I've been playing with matlab, and I'm liking it... the built in
documentation on the language is actually excellent, and the language
itself is pretty clean if you're used to java/c/algol type languages.
I like especially the built in syntax for matrix and tensor
operations, and the fact that operations corresponding to the various
special syntaxes are just overrideable  methods. But yes, from basic
grammar to the fine points of matrix syntax, the built in help desk is
the best place to start research, I think you might be surprised by
how well written and organized things are; the must have spent mad
cash on that.

As for clojure with matlab, you can compile java classes from matlab
and use those in your clojure code, and similarly, java classes can be
interfaced inside m-files. There's a useful tutorial on the first part
which I followed and it was neat to see my clojure code spitting out
1000x1000 magic squares, but I haven't taken it further.

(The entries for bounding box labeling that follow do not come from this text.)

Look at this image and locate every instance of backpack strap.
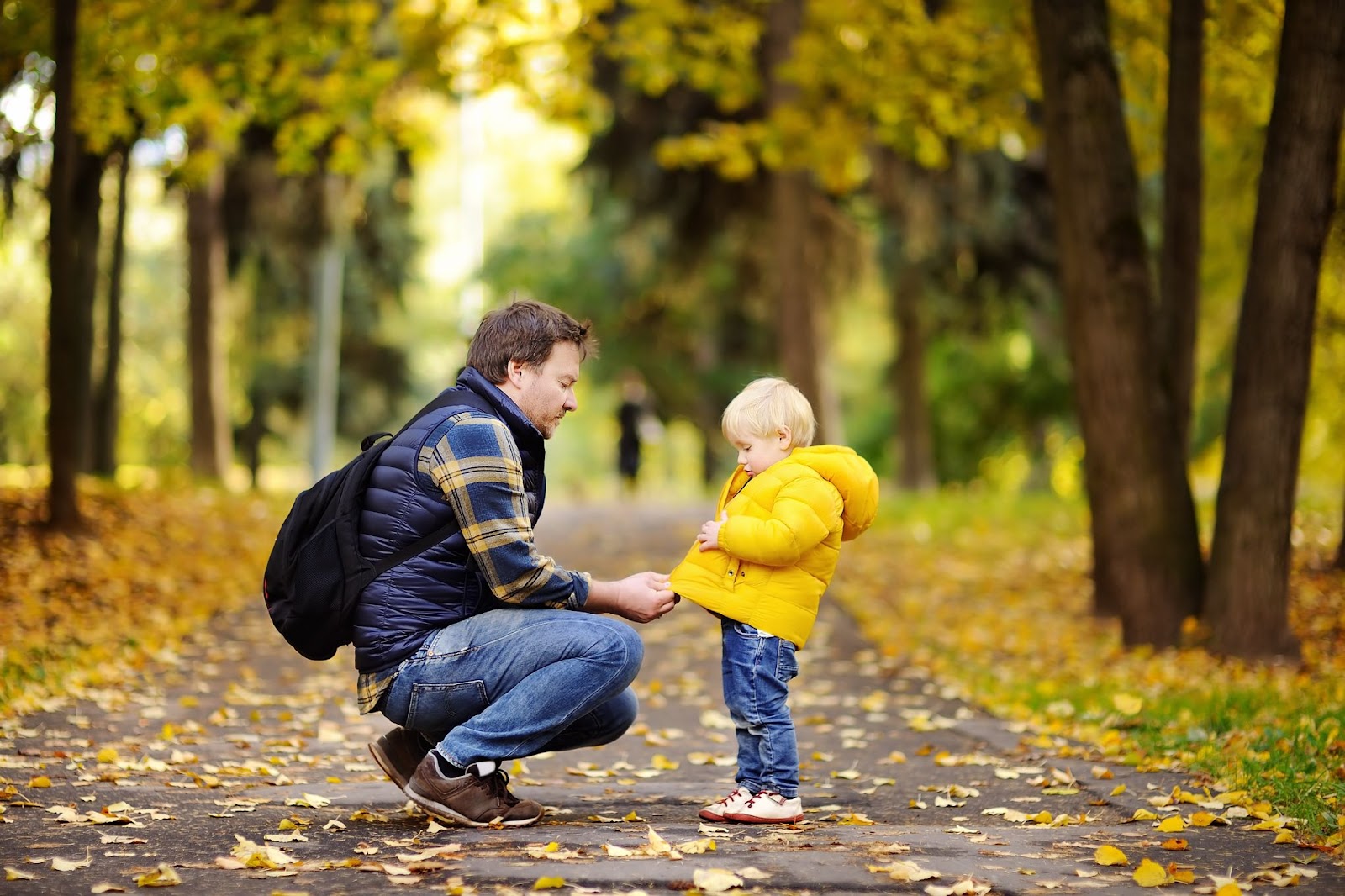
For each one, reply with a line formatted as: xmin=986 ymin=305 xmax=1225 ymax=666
xmin=361 ymin=387 xmax=496 ymax=578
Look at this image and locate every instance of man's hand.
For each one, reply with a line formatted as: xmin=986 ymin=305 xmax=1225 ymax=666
xmin=695 ymin=510 xmax=729 ymax=553
xmin=583 ymin=572 xmax=678 ymax=623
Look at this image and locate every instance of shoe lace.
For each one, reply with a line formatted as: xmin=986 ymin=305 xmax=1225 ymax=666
xmin=482 ymin=768 xmax=520 ymax=806
xmin=742 ymin=790 xmax=784 ymax=809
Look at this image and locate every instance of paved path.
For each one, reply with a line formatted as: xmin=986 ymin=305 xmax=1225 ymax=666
xmin=0 ymin=498 xmax=1345 ymax=896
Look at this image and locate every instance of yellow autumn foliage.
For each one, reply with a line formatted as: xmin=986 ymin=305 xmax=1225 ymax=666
xmin=0 ymin=483 xmax=287 ymax=717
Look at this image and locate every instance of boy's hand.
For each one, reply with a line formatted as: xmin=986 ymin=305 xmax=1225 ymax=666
xmin=695 ymin=510 xmax=729 ymax=551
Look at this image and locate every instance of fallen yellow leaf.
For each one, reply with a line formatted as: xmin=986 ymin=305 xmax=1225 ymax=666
xmin=1094 ymin=846 xmax=1130 ymax=865
xmin=136 ymin=864 xmax=182 ymax=887
xmin=691 ymin=867 xmax=742 ymax=893
xmin=1131 ymin=858 xmax=1172 ymax=887
xmin=1158 ymin=815 xmax=1186 ymax=834
xmin=1111 ymin=694 xmax=1145 ymax=716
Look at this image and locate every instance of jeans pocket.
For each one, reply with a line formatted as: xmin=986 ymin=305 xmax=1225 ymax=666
xmin=405 ymin=681 xmax=487 ymax=732
xmin=775 ymin=638 xmax=799 ymax=683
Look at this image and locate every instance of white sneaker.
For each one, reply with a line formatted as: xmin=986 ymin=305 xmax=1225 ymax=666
xmin=701 ymin=787 xmax=752 ymax=820
xmin=724 ymin=790 xmax=803 ymax=825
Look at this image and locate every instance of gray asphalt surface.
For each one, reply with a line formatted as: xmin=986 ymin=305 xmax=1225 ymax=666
xmin=0 ymin=506 xmax=1345 ymax=896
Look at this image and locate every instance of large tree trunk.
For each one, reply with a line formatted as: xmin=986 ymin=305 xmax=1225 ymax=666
xmin=308 ymin=173 xmax=348 ymax=479
xmin=764 ymin=0 xmax=841 ymax=441
xmin=92 ymin=144 xmax=130 ymax=477
xmin=47 ymin=0 xmax=92 ymax=530
xmin=1033 ymin=0 xmax=1202 ymax=646
xmin=890 ymin=261 xmax=939 ymax=491
xmin=70 ymin=150 xmax=108 ymax=471
xmin=872 ymin=150 xmax=943 ymax=491
xmin=1158 ymin=0 xmax=1205 ymax=453
xmin=1206 ymin=0 xmax=1345 ymax=656
xmin=187 ymin=161 xmax=231 ymax=479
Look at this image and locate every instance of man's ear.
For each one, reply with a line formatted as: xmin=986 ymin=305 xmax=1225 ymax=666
xmin=506 ymin=359 xmax=527 ymax=386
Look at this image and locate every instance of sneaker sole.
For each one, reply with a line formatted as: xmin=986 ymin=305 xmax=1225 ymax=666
xmin=405 ymin=786 xmax=546 ymax=827
xmin=368 ymin=740 xmax=410 ymax=790
xmin=724 ymin=813 xmax=803 ymax=825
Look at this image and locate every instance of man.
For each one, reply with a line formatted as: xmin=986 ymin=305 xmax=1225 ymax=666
xmin=355 ymin=302 xmax=675 ymax=826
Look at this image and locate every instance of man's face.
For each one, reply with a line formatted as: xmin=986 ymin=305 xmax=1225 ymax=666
xmin=500 ymin=342 xmax=583 ymax=439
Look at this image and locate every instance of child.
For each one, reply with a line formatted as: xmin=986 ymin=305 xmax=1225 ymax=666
xmin=672 ymin=377 xmax=878 ymax=824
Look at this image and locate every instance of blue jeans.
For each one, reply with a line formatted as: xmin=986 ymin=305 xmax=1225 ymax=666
xmin=720 ymin=619 xmax=799 ymax=799
xmin=381 ymin=608 xmax=644 ymax=768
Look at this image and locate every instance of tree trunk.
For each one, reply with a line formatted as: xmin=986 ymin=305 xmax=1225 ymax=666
xmin=764 ymin=0 xmax=839 ymax=443
xmin=1158 ymin=0 xmax=1205 ymax=456
xmin=872 ymin=150 xmax=943 ymax=491
xmin=1206 ymin=0 xmax=1345 ymax=658
xmin=308 ymin=173 xmax=348 ymax=479
xmin=1033 ymin=0 xmax=1202 ymax=646
xmin=187 ymin=161 xmax=230 ymax=479
xmin=70 ymin=146 xmax=108 ymax=472
xmin=892 ymin=262 xmax=939 ymax=491
xmin=1332 ymin=471 xmax=1345 ymax=569
xmin=47 ymin=0 xmax=85 ymax=530
xmin=92 ymin=144 xmax=130 ymax=477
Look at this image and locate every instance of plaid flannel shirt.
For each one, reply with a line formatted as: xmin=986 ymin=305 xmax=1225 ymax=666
xmin=358 ymin=412 xmax=590 ymax=713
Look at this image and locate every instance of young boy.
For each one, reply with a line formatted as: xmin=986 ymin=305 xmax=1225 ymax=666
xmin=671 ymin=377 xmax=878 ymax=824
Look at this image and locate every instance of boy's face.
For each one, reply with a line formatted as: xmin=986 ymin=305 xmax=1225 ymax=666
xmin=733 ymin=428 xmax=791 ymax=477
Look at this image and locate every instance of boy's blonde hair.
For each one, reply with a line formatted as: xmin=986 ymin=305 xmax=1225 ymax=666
xmin=720 ymin=377 xmax=818 ymax=448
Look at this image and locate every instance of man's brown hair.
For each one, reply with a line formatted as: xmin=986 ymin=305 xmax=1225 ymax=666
xmin=467 ymin=298 xmax=597 ymax=385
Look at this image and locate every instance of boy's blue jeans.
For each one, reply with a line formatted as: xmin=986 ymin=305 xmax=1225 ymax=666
xmin=720 ymin=619 xmax=799 ymax=799
xmin=381 ymin=608 xmax=644 ymax=768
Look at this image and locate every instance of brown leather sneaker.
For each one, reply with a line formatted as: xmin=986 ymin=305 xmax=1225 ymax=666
xmin=368 ymin=728 xmax=433 ymax=790
xmin=406 ymin=753 xmax=545 ymax=827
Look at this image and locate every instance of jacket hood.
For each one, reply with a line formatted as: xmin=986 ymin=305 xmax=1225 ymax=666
xmin=789 ymin=445 xmax=878 ymax=540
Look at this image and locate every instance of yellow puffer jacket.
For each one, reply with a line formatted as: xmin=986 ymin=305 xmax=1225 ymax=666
xmin=672 ymin=445 xmax=878 ymax=647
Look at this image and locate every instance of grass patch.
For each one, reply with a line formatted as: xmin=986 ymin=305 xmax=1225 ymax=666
xmin=831 ymin=491 xmax=1345 ymax=847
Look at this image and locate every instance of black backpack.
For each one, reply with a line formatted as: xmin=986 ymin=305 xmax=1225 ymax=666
xmin=261 ymin=387 xmax=495 ymax=659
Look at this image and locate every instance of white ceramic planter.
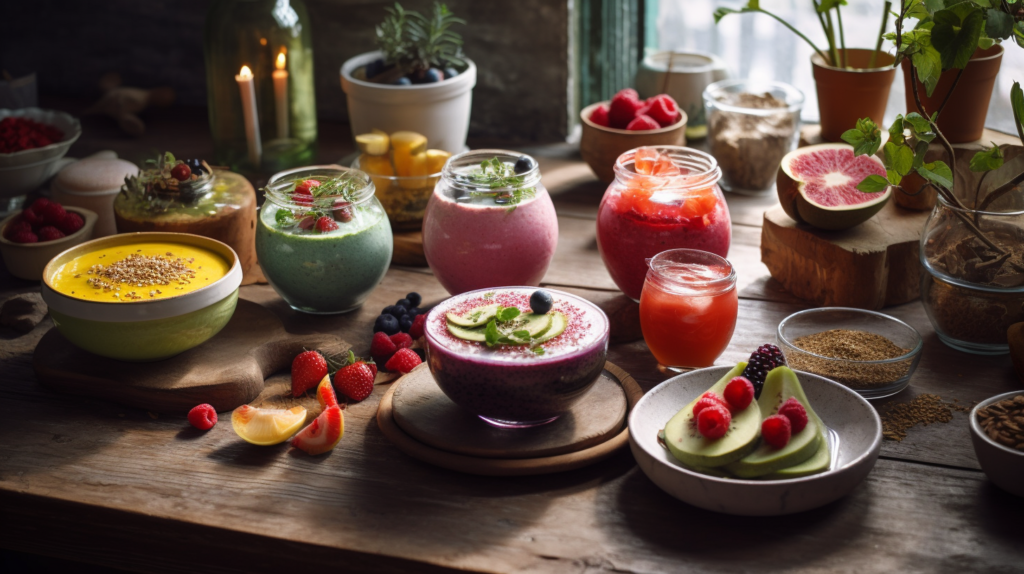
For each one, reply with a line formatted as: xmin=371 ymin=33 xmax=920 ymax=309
xmin=341 ymin=51 xmax=476 ymax=153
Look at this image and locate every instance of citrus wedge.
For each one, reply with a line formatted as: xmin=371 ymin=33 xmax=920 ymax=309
xmin=231 ymin=404 xmax=306 ymax=446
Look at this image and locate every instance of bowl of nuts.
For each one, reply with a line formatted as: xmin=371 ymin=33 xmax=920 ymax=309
xmin=971 ymin=391 xmax=1024 ymax=496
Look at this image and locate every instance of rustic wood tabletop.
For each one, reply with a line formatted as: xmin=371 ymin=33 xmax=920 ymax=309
xmin=0 ymin=105 xmax=1024 ymax=572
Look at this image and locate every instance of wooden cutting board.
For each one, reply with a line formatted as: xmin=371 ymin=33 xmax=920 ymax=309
xmin=761 ymin=202 xmax=929 ymax=309
xmin=32 ymin=299 xmax=349 ymax=414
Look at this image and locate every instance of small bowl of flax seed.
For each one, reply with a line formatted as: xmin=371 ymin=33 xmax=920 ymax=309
xmin=971 ymin=391 xmax=1024 ymax=496
xmin=778 ymin=307 xmax=924 ymax=399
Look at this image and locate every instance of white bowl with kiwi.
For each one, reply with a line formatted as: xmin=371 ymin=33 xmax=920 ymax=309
xmin=629 ymin=363 xmax=882 ymax=516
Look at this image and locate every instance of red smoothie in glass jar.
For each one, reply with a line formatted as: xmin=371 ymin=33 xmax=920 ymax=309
xmin=597 ymin=146 xmax=732 ymax=301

You might look at Octave, which is an open source clone of matlab, but
with nothing like simulink :/ . Still, for pretty involved number
crunching and plotting, Octave can do what matlab can, and its
language is similar (it might try to actually be compatible with m-
files - I'm not sure about this). Anyways, there might be more free
books about octave :)

On Sep 11, 11:10 am, CuppoJava <patrickli_2...@hotmail.com> wrote:
> Hi David,
> Thanks for the link. I am interested in Mathematica, but for numerical
> matrix crunching, I prefer Matlab. I just don't really get the
> peculiarities of the syntax and am hoping there is a book out there
> that explains it in a nice clean way.